L'Allemagne était cueillie à froid mardi matin par la menace de dégradation de sa note «AAA» par Standard & Poor's (S&P), et certains ténors de la majorité gouvernementale n'hésitaient plus à crier au complot américain contre la zone euro.

La chancelière Angela Merkel a choisi un ton très neutre pour réagir, en déclarant lors d'un point presse mardi qu'il fallait continuer à «mettre en oeuvre les réformes importantes» en zone euro, après l'annonce de l'agence américaine.

Berlin et Paris avaient déjà publié lundi dans la nuit un communiqué commun très mesuré, se disant «pleinement solidaires» pour «assurer la stabilité de la zone euro».

S&P a placé lundi «sous surveillance négative» les notes d'endettement à long terme de quinze pays de la zone euro, notamment celle de l'Allemagne, notée «AAA», la meilleure note possible.

Cela signifie concrètement que l'Allemagne, première économie européenne et en bien meilleure santé que nombre de ses partenaires, risque de voir augmenter ses coûts d'emprunt.

À l'inverse de Mme Merkel, certains membres de la coalition conservateurs/libéraux au pouvoir tiraient à boulets rouges sur S&P.
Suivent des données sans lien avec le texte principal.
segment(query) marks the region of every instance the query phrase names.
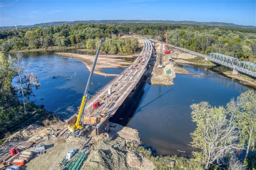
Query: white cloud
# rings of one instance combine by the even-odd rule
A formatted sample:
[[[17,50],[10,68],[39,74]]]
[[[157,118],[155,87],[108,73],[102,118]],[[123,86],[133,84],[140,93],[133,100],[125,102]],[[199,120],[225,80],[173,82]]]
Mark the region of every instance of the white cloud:
[[[15,0],[15,1],[8,1],[4,2],[0,2],[0,8],[4,8],[6,6],[12,5],[16,4],[18,0]]]
[[[37,13],[39,11],[31,11],[30,12],[31,13]]]
[[[55,11],[50,11],[50,12],[48,12],[47,13],[49,13],[49,14],[51,14],[51,13],[57,13],[57,12],[62,12],[62,11],[63,11],[63,10],[55,10]]]

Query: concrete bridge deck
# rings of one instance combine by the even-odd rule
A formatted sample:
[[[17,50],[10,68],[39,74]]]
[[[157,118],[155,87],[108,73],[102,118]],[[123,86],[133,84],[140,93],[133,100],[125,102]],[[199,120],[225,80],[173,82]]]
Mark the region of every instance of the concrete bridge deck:
[[[143,39],[143,48],[132,64],[119,75],[105,85],[87,102],[84,110],[83,122],[96,126],[98,134],[106,126],[110,116],[113,115],[148,69],[148,63],[153,54],[151,42]],[[111,93],[110,93],[111,90]],[[97,109],[93,108],[96,102],[100,102]],[[69,121],[73,122],[72,117]]]

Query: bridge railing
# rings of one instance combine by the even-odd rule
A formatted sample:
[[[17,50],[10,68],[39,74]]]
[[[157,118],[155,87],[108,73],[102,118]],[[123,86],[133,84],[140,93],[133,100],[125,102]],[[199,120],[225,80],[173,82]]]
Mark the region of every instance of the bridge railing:
[[[216,53],[211,53],[207,58],[212,62],[256,77],[256,64],[254,63],[241,61],[236,58]]]

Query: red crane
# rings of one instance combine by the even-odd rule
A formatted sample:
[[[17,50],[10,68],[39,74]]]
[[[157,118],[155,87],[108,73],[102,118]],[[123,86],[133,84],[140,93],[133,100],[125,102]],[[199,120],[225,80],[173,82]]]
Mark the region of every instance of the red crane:
[[[172,53],[172,50],[169,49],[169,46],[167,44],[167,36],[168,34],[168,31],[165,31],[165,46],[164,49],[165,54],[171,54]]]

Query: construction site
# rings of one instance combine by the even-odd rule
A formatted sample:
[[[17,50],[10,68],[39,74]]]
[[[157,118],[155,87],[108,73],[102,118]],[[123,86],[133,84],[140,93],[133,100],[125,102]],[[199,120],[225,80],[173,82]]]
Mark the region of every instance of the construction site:
[[[107,59],[110,67],[118,61],[127,67],[93,95],[88,91],[93,74],[100,74],[100,65],[105,62],[102,58],[96,66],[104,40],[100,40],[93,62],[92,57],[80,55],[90,60],[87,66],[90,74],[78,111],[65,121],[58,120],[46,128],[31,125],[12,135],[0,148],[0,169],[154,169],[152,162],[132,150],[142,144],[138,131],[109,120],[116,114],[126,113],[123,106],[132,107],[129,100],[141,93],[146,82],[170,86],[176,74],[190,73],[176,62],[193,59],[197,53],[170,46],[167,33],[165,43],[139,37],[143,47],[131,64]]]
[[[31,125],[24,130],[25,134],[19,133],[22,138],[18,137],[19,135],[16,134],[15,137],[10,139],[12,142],[2,146],[1,169],[6,168],[7,169],[8,168],[10,169],[79,169],[82,166],[90,167],[91,161],[84,164],[85,160],[89,153],[91,152],[90,154],[93,155],[92,152],[89,152],[92,150],[92,145],[102,140],[97,137],[102,136],[100,134],[106,132],[110,133],[112,137],[120,137],[119,140],[123,141],[124,145],[120,147],[123,147],[122,150],[124,150],[126,154],[129,153],[131,156],[136,154],[128,153],[127,148],[129,147],[127,146],[140,144],[138,132],[111,124],[109,119],[115,114],[126,98],[131,97],[136,93],[140,81],[150,78],[157,53],[151,42],[143,39],[143,48],[132,64],[95,95],[90,96],[87,94],[88,90],[103,42],[104,40],[102,39],[93,64],[90,68],[90,75],[78,114],[65,122],[59,121],[48,128]],[[30,129],[36,130],[28,133]],[[122,135],[122,133],[125,134]],[[99,138],[107,139],[104,134]],[[92,150],[95,151],[95,148]],[[126,157],[125,155],[124,159]],[[87,159],[91,158],[89,157]],[[126,161],[123,160],[124,165],[120,165],[120,167],[127,167]],[[149,166],[148,164],[145,164],[148,160],[145,160],[144,162],[141,159],[140,161],[141,167]],[[138,166],[137,164],[133,164],[130,165],[131,167]],[[152,166],[153,167],[153,165]],[[149,168],[151,169],[150,167]]]
[[[100,56],[97,65],[104,43],[102,39],[94,61],[92,56],[74,55],[86,60],[85,62],[91,72],[78,112],[64,122],[59,120],[48,128],[31,125],[14,134],[10,142],[1,147],[0,168],[79,169],[119,167],[154,169],[152,162],[130,150],[131,146],[141,144],[138,131],[111,123],[109,119],[116,113],[123,114],[131,108],[129,105],[133,105],[131,103],[133,102],[129,100],[134,100],[132,97],[142,91],[145,82],[164,86],[173,83],[177,68],[171,56],[174,53],[169,49],[167,33],[166,32],[164,45],[156,41],[152,44],[148,39],[139,37],[143,49],[131,64],[107,56],[106,59]],[[93,74],[102,74],[101,67],[116,67],[117,62],[128,67],[95,94],[90,95],[88,91]],[[106,62],[109,66],[104,65]],[[126,107],[124,107],[125,103]],[[101,150],[107,152],[102,153]],[[110,153],[111,157],[105,158]],[[107,164],[108,159],[116,162]]]

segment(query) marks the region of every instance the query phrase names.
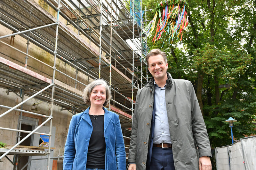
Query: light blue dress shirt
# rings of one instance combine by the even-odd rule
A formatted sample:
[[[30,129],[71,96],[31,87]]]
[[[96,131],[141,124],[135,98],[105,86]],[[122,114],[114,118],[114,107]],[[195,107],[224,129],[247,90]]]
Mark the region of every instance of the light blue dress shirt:
[[[156,100],[156,117],[153,143],[171,144],[169,123],[166,110],[165,91],[166,84],[163,88],[154,83]]]

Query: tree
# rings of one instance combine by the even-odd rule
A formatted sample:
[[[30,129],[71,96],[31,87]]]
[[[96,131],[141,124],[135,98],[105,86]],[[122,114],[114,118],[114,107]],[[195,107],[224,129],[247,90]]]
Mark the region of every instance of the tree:
[[[160,2],[143,2],[147,9]],[[256,117],[256,9],[252,0],[189,0],[189,24],[182,40],[172,44],[164,33],[150,49],[167,54],[167,71],[174,78],[192,82],[213,147],[231,143],[230,129],[225,120],[234,123],[239,139],[255,133]],[[252,5],[254,8],[252,8]],[[152,19],[153,12],[147,13]],[[183,47],[183,48],[181,48]]]

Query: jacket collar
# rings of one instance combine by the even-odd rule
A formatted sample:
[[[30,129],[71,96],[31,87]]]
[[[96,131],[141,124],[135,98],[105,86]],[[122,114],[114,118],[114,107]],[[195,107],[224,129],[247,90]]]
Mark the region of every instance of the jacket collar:
[[[172,75],[168,72],[167,73],[167,80],[166,80],[166,89],[171,88],[172,85]],[[155,89],[154,86],[154,83],[155,82],[155,79],[154,77],[152,77],[148,81],[145,85],[145,87],[149,88],[152,89]]]
[[[84,111],[83,114],[81,117],[92,127],[92,121],[91,121],[90,116],[89,116],[89,109],[90,109],[90,106],[89,107]],[[104,132],[105,132],[107,127],[112,118],[113,114],[111,114],[111,112],[110,112],[109,111],[105,109],[104,107],[102,108],[104,110],[105,112],[104,114]]]

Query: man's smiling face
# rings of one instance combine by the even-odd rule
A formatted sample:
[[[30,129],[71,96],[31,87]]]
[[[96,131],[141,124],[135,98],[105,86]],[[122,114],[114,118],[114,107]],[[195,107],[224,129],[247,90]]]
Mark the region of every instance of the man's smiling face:
[[[155,80],[166,79],[168,63],[165,63],[164,57],[161,55],[150,57],[148,62],[148,70]]]

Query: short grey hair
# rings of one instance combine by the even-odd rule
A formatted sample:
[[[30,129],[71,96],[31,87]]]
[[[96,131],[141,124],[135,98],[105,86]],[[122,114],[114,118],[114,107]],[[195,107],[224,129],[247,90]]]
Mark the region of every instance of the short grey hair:
[[[162,51],[159,48],[155,48],[152,49],[149,51],[149,52],[148,53],[148,54],[146,56],[146,61],[148,65],[148,58],[151,56],[155,56],[157,55],[158,54],[160,54],[164,58],[164,60],[165,62],[165,64],[167,63],[167,57],[166,57],[166,54],[163,51]],[[149,66],[148,66],[149,67]]]
[[[107,82],[105,80],[102,79],[94,81],[88,85],[84,88],[83,92],[83,98],[86,104],[91,105],[91,101],[90,101],[91,93],[92,91],[92,90],[96,86],[100,85],[104,85],[106,90],[106,100],[103,106],[105,106],[108,104],[112,96],[110,92],[110,89],[107,84]]]

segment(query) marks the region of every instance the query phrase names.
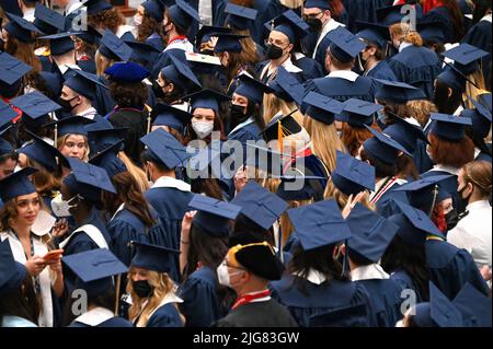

«Je ne suis pas partisan des théories du complot, mais quelquefois il est difficile de se défaire de l'impression que certaines agences de notation et certains gestionnaires de fonds américains travaillent contre la zone euro», a dit à l'édition en ligne du quotidien Handelsblatt Rainer Brüderle, ténor du parti libéral FDP et ancien ministre de l'Économie.

Pour le parti CDU de Mme Merkel, c'est Michael Fuchs qui a dégainé et déclaré au quotidien Die Welt qu'il voyait «un calcul d'ordre politique derrière cette annonce» de S&P, visant à détourner l'attention des problèmes d'endettement des États-Unis.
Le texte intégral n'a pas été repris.